I can't see why a claim I'm reading is true.
If $\sigma\in S_n$, let $R(\sigma)=\{(i,j):i<j,\ \sigma(i)>\sigma(j)\}$, i.e., $R(\sigma)$ is the set of inversions of $\sigma$.
The set $C_n=\{1,(n-1,n),(n-2,n-1,n),\dots,(1,2,\dots,n)\}$ is a set of coset representatives of $S_n/S_{n-1}$. The claim is that if $\sigma\in S_{n-1}$ and $g\in C_n$, then $$ R(g\sigma)=R(\sigma)\sqcup R(g) $$ in order to show $\ell(g\sigma)=\ell(g)+\ell(\sigma)$. Here $\ell(\sigma)$ is the length of $\sigma$, which is the minimal number of transpositions needed to write $\sigma$, which is also known to be equal to the number of inversions of $\sigma$.
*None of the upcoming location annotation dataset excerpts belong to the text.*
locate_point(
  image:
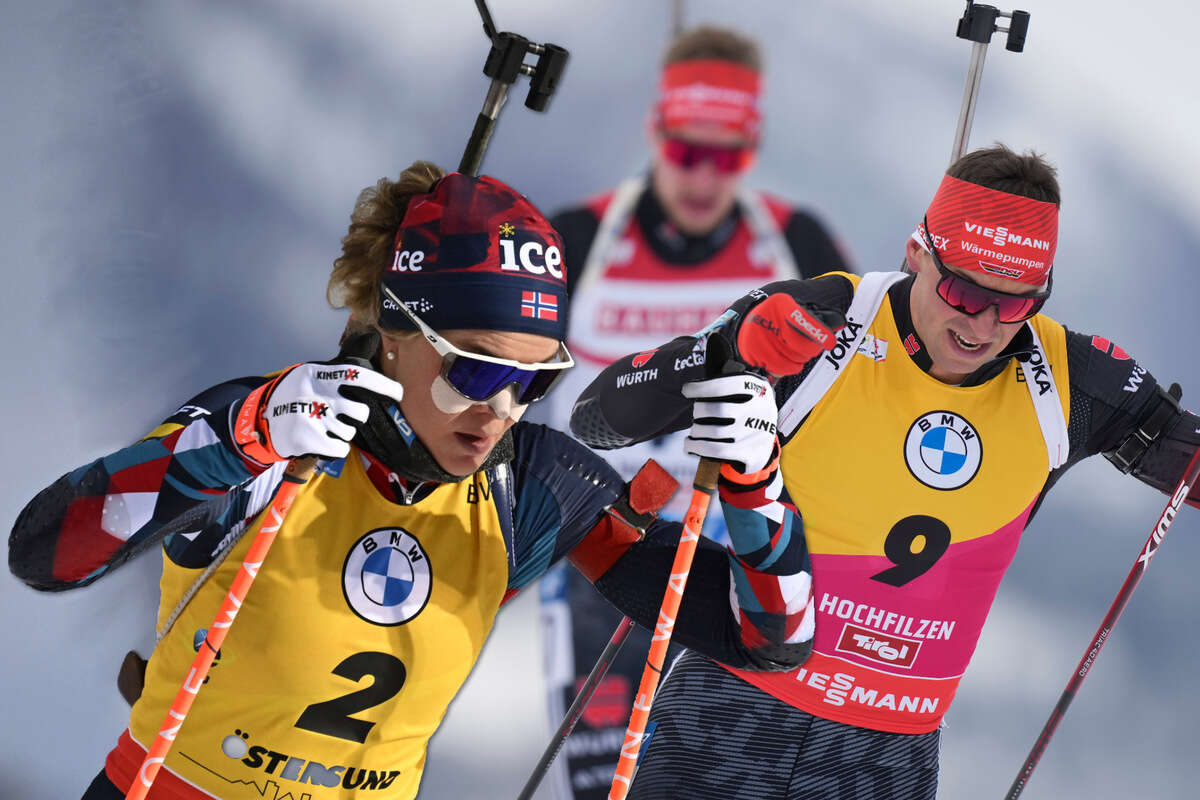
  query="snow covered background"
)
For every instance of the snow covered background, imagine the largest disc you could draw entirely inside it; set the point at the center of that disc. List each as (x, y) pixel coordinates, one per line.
(177, 176)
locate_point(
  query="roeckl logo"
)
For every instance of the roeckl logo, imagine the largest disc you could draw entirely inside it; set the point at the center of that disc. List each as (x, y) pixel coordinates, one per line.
(300, 407)
(532, 257)
(845, 337)
(1164, 522)
(814, 331)
(1002, 235)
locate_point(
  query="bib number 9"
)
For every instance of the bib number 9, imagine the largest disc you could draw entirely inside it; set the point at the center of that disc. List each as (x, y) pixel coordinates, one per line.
(333, 717)
(929, 535)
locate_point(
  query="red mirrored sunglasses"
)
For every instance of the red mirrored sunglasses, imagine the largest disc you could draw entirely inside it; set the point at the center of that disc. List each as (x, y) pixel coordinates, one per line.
(966, 296)
(687, 155)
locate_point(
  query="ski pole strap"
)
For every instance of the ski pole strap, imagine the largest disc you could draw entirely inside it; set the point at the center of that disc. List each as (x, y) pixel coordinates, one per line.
(1128, 453)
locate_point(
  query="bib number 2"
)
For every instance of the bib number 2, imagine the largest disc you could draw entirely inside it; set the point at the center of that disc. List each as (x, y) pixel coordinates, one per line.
(333, 717)
(913, 545)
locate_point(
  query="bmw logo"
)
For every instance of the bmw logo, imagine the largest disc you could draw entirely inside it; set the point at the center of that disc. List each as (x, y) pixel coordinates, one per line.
(387, 577)
(942, 450)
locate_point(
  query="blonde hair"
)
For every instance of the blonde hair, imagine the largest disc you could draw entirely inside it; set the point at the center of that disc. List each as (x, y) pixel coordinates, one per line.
(717, 43)
(369, 245)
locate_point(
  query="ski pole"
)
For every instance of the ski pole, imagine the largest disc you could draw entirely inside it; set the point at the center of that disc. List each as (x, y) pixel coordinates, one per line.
(978, 23)
(581, 699)
(504, 64)
(298, 473)
(702, 493)
(1093, 649)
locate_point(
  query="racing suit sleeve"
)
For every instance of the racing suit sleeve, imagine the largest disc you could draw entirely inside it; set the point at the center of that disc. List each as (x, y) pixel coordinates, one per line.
(178, 479)
(732, 608)
(640, 397)
(814, 250)
(1119, 409)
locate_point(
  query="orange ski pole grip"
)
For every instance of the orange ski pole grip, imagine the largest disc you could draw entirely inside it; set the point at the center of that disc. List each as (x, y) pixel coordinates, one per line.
(702, 493)
(298, 473)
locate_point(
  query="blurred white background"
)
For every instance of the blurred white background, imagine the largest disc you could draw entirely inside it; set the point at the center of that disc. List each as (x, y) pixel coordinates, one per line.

I don't see why $R(g\sigma)=R(\sigma)\sqcup R(g)$. For instance, $g$ has form $(n-j,n-j+1,\dots,n)$, so the inversions are precisely the pairs $(n-k,n)$ for $j\leq k\leq 1$.
So supposedly $(n-k,n)\in R(g\sigma)$ as well? First, $g\sigma(n)=g(n)=n-j$. But for $g\sigma(n-k)$, what if $\sigma$ sends $n-k$ to some element less than $n-j$, then $g$ fixes it, so $g\sigma(n-k)<n-j=g\sigma(n)$, so $(n-k,n)\notin R(g\sigma)$.
Maybe the equality of inversions is wrong, but the equation of lengths is still correct?
Source: Quiver Hecke Algebras and 2-Lie Algebras It's at the bottom of page 3, following Proposition 2.2.